Iain Connor of Pinsent Masons, the law firm behind Out-Law, was commenting after the High Court issued a judgment in what it described as "a test case about infringement of copyright in sound recordings" under section 20 of the UK's Copyright, Designs and Patents Act (CDPA).

The provisions outlined in section 20 of the CDPA implement EU copyright laws that provide content creators with, among other things, the exclusive right to control the "communication to the public of their works". It is generally an infringement of those rights if others communicate the content without permission from rights holders to do so, although some limitations and defences do apply.

In the case before it, the High Court had to determine whether the activities of US technology company TuneIn amounted to an act of communication to the public and, if so, whether the company was liable for copyright infringement.

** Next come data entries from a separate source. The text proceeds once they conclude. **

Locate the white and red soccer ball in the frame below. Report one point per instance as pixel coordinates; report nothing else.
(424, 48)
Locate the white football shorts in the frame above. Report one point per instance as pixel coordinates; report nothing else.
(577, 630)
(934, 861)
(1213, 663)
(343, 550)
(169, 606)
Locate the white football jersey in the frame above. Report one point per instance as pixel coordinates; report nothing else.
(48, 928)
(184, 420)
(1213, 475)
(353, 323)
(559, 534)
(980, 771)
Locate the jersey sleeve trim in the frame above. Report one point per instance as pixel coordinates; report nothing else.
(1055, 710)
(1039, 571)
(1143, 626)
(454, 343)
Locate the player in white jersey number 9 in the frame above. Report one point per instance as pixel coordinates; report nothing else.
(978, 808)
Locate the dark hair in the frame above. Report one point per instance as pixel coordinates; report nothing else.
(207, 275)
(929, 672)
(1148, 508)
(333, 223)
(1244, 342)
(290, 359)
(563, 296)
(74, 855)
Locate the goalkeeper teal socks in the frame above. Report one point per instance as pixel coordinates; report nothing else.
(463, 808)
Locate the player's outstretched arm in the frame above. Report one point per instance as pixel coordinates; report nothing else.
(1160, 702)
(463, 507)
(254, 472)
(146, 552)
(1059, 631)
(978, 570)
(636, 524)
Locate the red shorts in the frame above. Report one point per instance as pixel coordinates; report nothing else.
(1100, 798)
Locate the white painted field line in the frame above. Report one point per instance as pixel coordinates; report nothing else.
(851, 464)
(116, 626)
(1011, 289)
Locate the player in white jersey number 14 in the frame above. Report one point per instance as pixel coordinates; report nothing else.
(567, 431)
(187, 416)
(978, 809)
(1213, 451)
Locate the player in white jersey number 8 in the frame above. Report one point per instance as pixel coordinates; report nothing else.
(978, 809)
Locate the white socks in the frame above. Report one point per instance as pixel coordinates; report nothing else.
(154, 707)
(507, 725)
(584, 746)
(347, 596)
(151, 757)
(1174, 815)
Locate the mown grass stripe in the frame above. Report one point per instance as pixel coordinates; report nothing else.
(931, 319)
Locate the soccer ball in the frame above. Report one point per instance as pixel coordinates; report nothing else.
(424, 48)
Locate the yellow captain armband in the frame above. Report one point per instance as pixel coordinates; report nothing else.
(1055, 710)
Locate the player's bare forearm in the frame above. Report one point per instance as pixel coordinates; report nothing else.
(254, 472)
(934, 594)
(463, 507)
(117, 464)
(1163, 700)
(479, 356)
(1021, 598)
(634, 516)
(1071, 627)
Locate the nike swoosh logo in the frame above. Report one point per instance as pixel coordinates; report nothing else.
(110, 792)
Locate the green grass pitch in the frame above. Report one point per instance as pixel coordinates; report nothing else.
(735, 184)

According to the ruling, TuneIn operates an online platform, providing a service which enables users to access radio stations around the world. The TuneIn radio service "provides users with a user-friendly, browseable and searchable platform of radio stations and other audio content, which enables users to easily select and listen to music radio stations", and the links it provides allow UK users to access the audio content of around tens of thousands of radio stations globally. 

TuneIn’s service also actively helps registered users find radio content appealing to their tastes; for example, by allowing them to search for stations currently playing tracks from their favourite artists, or by recommending stations to users based on their play history. The TuneIn app also allowed users to record music being streamed from the radio stations onto their mobile device and replay on demand. 

Warner Music and Sony Music Entertainment, as owner of the copyright in a vast collection of sound recordings played on the various radio stations, led a legal challenge against TuneIn for copyright infringement. 

In assessing the music labels' case, Mr Justice Birss considered substantial EU case law that has developed in recent years on the topic of whether hyperlinking to internet content could be copyright infringement. He found that some of the links provided by TuneIn would infringe copyright because they communicated the sound recordings to a 'new public' not previously contemplated by the rights holders. Other links were unlawful because of TuneIn's intention to profit financially from the links by way of advertising revenue from its online platform and app. 

The judge also held that TuneIn had authorised the infringement of copyright by its users where it helped them listen to music played by internet radio stations that did not have a UK copyright licence, even if those stations had a copyright licence in other jurisdictions. Those internet radio stations themselves are liable for copyright infringement if their music is accessed by UK users through the TuneIn service, he said.

Mr Justice Birss rejected TuneIn's claims that its activities fell within the 'safe harbours' provided for under the EU's E-Commerce Directive. The three safe harbours protect online service providers from liability for copyright infringement in certain circumstances where their activities extend only to acting as a mere conduit for the activities of others, as an unaware host of the unauthorised content, or in simply 'caching' the content before its subsequent onward transmission.

Iain Connor of Pinsent Masons said: "The infringement of copyright by the act of communicating a work to a new public has resulted in more references to the CJEU than the EU legislators could have imagined; in part because it was drafted in the very early days of the internet. As technology-enabled solutions have given users access to limitless content for free, so the rights holders have been trying to close the barn door long after the horse has bolted. However, in having the exclusive right to communicate works to the public, the rights holders have found a useful tool on which to rely, as this case demonstrates."